Business leaders have welcomed plans to streamline business-facing ministries, hoping the need for multiple interactions will be replaced by favourable policy development.
Prime Minister John Key yesterday said a single business-focused super-ministry would replace the Economic Development Ministry, the Labour Department, the Science and Innovation Ministry and the Department of Building and Housing.
Having to deal with more than one ministry for the same transaction is often raised by the business community as a frustration.
"It has been a bugbear of business for some time that government's very fragmented in terms of the way it faces off against business, and this is going to draw that together in a much more coherent way," Deloitte New Zealand chairman Murray Jack said.
A single ministry could lead to unified policy, Jack said, citing the Labour Department's policy on immigration as not attuned to the needs of business.
BusinessNZ chief executive Phil O'Reilly said though the organisation had good working relationship with each of the ministries, each had its own chief executive and minister to report to, meaning staff could view issues in different ways.
A large, unified ministry with "seriously talented people" in policy development was exciting, O'Reilly said, although benefits would depend on the merger being well executed.
Grant Taylor, Wellington managing partner at Ernst & Young, welcomed the streamlined structure, but warned the merger process was likely to be troublesome.
"Bringing together four pretty large organisations is a major change-management headache for the chief executive potentially.

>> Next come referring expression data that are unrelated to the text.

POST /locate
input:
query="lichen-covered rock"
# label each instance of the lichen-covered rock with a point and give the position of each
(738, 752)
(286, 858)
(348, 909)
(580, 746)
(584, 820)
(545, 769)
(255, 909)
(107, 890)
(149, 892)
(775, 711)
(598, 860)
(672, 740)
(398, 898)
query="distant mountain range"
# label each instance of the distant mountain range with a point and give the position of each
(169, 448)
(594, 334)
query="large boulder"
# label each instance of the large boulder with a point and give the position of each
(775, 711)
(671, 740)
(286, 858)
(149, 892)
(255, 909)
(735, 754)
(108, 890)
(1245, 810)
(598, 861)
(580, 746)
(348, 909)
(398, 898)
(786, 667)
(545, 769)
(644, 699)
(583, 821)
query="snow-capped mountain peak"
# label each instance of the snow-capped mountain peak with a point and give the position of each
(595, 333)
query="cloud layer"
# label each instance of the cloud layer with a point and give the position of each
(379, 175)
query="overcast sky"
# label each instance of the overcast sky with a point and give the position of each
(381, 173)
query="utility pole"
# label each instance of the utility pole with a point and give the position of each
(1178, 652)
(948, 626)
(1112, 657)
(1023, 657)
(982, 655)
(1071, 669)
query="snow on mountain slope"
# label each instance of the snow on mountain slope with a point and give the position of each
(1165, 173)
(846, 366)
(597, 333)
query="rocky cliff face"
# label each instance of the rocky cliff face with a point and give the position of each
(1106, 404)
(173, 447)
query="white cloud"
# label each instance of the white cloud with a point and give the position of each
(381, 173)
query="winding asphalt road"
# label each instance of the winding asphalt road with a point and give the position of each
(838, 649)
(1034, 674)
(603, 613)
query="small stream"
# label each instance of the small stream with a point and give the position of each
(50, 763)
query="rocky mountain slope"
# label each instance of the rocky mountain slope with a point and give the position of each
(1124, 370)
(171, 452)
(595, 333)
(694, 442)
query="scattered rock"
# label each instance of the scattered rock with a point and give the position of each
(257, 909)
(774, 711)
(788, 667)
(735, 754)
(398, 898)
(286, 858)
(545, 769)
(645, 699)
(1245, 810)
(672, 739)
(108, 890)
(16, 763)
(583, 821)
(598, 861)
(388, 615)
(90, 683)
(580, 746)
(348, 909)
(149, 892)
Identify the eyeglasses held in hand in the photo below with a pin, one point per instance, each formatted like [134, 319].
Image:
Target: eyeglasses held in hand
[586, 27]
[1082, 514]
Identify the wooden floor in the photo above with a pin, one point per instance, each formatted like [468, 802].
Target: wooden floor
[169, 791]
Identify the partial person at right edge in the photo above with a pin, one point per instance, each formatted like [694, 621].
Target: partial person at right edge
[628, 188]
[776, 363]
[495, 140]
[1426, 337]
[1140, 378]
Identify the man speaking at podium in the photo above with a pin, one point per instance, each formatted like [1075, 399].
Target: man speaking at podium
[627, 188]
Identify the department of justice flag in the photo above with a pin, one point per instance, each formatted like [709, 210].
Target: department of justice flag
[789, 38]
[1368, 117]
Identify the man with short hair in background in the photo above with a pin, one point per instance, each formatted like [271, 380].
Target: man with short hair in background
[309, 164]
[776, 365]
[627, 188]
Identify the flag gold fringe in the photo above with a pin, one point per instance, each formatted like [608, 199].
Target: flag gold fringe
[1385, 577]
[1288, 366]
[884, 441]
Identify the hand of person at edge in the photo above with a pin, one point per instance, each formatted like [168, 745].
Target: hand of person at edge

I'm not sure we could point to too many mergers of large departments in New Zealand that have gone seamlessly."
One senior accountancy partner said red tape was often pointed to as the problem "when the real problem is something else".
Council of Trade Unions secretary Peter Conway said merging the Labour Department, which was responsible for working conditions, with business-focused departments, posed risks for staff.
"This merger begs the question – where will the "worker-facing" roles and functions that the [Labour] Department currently provides fit in the new structure?"